Subject:  Re: Still alive, still no debt. Date:  8/13/2018  11:06 AM
Author:  alstroemeria Number:  312206 of 313083

Who is probably about 2 months from having to dip into his credit if he doesn't get some meaningful income in soon...

I'm so sorry. Darn gig economy! I wish you good luck. Don't forget to sign up for an ACA policy if you had been relying on employee health insurance.

Is there any way to avoid racking up debt? Do you have an e-fund that could last a few months--or have you run through it already? Could you get a temporary gig, even if it's clerk at a retail store--perhaps one where you could benefit by an employee discount?

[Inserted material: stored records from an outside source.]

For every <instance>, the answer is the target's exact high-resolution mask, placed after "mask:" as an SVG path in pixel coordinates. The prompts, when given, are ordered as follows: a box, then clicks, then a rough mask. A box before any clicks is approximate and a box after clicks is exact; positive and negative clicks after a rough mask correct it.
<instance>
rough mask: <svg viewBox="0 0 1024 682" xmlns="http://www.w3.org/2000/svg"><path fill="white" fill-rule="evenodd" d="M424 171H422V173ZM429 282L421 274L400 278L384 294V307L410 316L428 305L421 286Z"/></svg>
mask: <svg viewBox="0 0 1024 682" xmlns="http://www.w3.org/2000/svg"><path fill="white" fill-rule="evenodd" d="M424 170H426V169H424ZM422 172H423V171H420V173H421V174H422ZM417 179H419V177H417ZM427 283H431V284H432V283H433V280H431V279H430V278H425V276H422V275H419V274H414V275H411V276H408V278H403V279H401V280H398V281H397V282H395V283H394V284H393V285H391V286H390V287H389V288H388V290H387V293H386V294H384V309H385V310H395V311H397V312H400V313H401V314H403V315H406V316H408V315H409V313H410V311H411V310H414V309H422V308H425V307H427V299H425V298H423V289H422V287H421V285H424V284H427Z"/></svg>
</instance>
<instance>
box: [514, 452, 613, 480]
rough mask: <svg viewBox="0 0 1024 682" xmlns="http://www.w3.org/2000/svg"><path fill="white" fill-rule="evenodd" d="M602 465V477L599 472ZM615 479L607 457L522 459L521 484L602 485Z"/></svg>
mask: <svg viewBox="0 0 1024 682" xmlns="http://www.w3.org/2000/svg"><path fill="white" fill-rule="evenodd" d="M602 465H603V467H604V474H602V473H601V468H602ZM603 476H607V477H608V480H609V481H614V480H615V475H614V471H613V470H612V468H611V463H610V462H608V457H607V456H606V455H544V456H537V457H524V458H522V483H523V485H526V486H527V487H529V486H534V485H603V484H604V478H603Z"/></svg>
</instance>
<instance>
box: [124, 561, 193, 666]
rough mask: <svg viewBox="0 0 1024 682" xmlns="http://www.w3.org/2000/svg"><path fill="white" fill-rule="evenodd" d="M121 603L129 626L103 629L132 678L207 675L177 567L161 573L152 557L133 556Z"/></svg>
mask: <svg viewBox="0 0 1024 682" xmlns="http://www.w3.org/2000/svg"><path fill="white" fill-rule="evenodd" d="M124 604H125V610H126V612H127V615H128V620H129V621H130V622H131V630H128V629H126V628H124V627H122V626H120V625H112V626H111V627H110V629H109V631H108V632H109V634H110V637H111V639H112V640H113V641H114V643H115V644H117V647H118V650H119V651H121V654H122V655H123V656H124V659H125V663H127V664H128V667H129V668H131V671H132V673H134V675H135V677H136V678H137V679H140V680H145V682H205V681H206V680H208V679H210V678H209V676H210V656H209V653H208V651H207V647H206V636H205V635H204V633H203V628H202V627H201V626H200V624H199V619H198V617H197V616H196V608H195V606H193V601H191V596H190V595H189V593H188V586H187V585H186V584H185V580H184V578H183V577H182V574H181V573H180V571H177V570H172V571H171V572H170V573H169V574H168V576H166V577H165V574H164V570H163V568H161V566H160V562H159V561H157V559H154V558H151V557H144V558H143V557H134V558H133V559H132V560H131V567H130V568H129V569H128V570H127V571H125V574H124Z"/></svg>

Have you already cut back spending to the bone?...cancel maid service (housework is good exercise!), cancel cable, change phone service--cancel landline and just use cell, decrease cell data plan; eat lower cost food--buy what's on sale and healthy like frozen veggies & fruit, whatever protein's on sale that week, reduce utility usage; if your car's newish--especially if you have payments--sell it and buy something for less than the proceeds (IIRC you drive a Prius and I can understand not giving that up-), bike/walk/take transit more and drive less;, no restaurants, coffee shops (unless someone else is treating!), no travel, if this goes on long enough consider selling house in favor of cheap rental (IIRC you're single and could presumably live in a 1BR or studio, at least temporarily). Don't be too proud to make use of a food pantry or other services.

While I was never laid off, my husband was. these techniques allowed us to avoid going into debt during unemployment, one time lasted ~6 months! He was the major breadwinner and we couldn't live our usual life on my income alone, but we could with cutbacks. the last time, we replaced our house with one we bought for less than the equity in the previous house, so no more mortgage.

Don't hit your 401k/IRAs. Unless you decide you could actually retire now. intercst is the guru of living off savings upon early retirement--inquire at Retire Early Liberal Edition to hook up w/him.

Don't neglect your health. Get any tooth/gum/jaw pain looked at--a filling is cheaper than a crown/root canal/implant. If you have to give up a gym membership, find exercises on youtube you can do at home. Let your doctor(s) know your situation--they may be able to direct you to cheaper medications, waive your copay, and so forth. Btw, some dentists charge less if they know you're retired or unemployed (eg, give you the dental insurance copay rate istead of making you pay full price).

Keep up your mood by walking in nature--are there any parks or trails nearby?

I wish I lived nearby and could help.